State Ex Rel. Hall v. Taylor

178 S.E.2d 48, 154 W. Va. 659, 1970 W. Va. LEXIS 232
CourtWest Virginia Supreme Court
DecidedDecember 15, 1970
Docket12995
StatusPublished
Cited by24 cases

This text of 178 S.E.2d 48 (State Ex Rel. Hall v. Taylor) is published on Counsel Stack Legal Research, covering West Virginia Supreme Court primary law. Counsel Stack provides free access to over 12 million legal documents including statutes, case law, regulations, and constitutions.

Bluebook
State Ex Rel. Hall v. Taylor, 178 S.E.2d 48, 154 W. Va. 659, 1970 W. Va. LEXIS 232 (W. Va. 1970).

Opinion

Calhoun, Judge:

This case involves a proceeding in prohibition instituted in this Court to prohibit further court action in eminent domain proceedings instituted in the Circuit Court of Kanawha County by The State Building Commission of West Virginia, which hereafter in this opinion may be referred to as the Building Commission or as the commission, for the purpose of acquiring fee simple title to certain real estate situated near the State Capitol in the City of Charleston, Kanawha County, for the further development of a master plan for the construction of public office buildings and related facilities to be used in connection with the State Capitol.
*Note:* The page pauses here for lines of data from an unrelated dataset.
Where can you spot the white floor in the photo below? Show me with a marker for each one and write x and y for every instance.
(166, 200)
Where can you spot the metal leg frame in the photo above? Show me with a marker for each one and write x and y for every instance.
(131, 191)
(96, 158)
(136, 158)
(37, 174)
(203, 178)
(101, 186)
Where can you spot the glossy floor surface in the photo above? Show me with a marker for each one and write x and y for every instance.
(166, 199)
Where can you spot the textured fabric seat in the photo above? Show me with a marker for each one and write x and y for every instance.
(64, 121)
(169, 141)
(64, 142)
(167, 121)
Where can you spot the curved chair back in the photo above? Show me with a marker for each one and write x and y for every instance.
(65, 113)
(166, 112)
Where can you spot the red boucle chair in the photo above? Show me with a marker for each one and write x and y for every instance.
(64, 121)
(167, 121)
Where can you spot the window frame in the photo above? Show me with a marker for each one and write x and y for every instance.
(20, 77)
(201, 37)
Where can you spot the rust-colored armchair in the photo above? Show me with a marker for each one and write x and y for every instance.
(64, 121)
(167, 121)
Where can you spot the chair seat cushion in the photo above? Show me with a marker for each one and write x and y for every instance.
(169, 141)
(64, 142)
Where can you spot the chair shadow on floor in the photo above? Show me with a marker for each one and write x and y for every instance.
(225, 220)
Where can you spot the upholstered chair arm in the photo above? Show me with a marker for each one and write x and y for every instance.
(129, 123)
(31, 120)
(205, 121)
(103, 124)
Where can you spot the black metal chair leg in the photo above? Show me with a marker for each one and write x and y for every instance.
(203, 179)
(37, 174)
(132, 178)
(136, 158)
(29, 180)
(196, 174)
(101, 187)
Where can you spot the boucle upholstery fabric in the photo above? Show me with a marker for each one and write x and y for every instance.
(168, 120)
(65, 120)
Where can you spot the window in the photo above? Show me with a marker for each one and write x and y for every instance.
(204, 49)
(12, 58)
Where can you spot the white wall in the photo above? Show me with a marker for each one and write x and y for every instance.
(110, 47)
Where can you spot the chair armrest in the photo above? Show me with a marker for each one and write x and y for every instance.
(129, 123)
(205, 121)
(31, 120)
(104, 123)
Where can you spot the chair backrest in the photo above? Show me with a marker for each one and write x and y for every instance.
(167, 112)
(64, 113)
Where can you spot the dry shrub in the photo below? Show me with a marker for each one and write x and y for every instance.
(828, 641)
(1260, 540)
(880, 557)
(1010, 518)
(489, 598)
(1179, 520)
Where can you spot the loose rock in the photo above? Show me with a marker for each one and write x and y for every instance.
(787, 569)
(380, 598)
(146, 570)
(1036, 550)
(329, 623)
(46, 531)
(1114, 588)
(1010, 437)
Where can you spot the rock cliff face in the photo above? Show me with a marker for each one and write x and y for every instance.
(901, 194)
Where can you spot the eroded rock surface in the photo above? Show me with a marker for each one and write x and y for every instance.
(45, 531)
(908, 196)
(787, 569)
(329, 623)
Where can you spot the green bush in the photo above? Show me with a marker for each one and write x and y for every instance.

The relators in the prohibition proceeding, Keith W. Hall, Daniel Straight and Paul J. Whittington, are owners or lessees of certain lots or parcels of real estate located in the 1700 block of Washington Street, East, the property to which title is sought to be acquired in the eminent domain proceedings. The three relators also prosecute the prohibition proceeding as citizens, residents and taxpayers of the City of Charleston. See Spilman v. City of Parkersburg, 35 W.Va. 605, pt. 3 syl., 14 S.E. 279. The respondents in the prohibition proceeding are Honorable Frank L. Taylor, Judge of the Circuit Court of Kanawha County, and Honorable John D. Rockefeller, IV, Secretary of State, and, in that official capacity, ex officio Secretary of the Building Commission and a member thereof without “the right to vote upon matters before the commission.”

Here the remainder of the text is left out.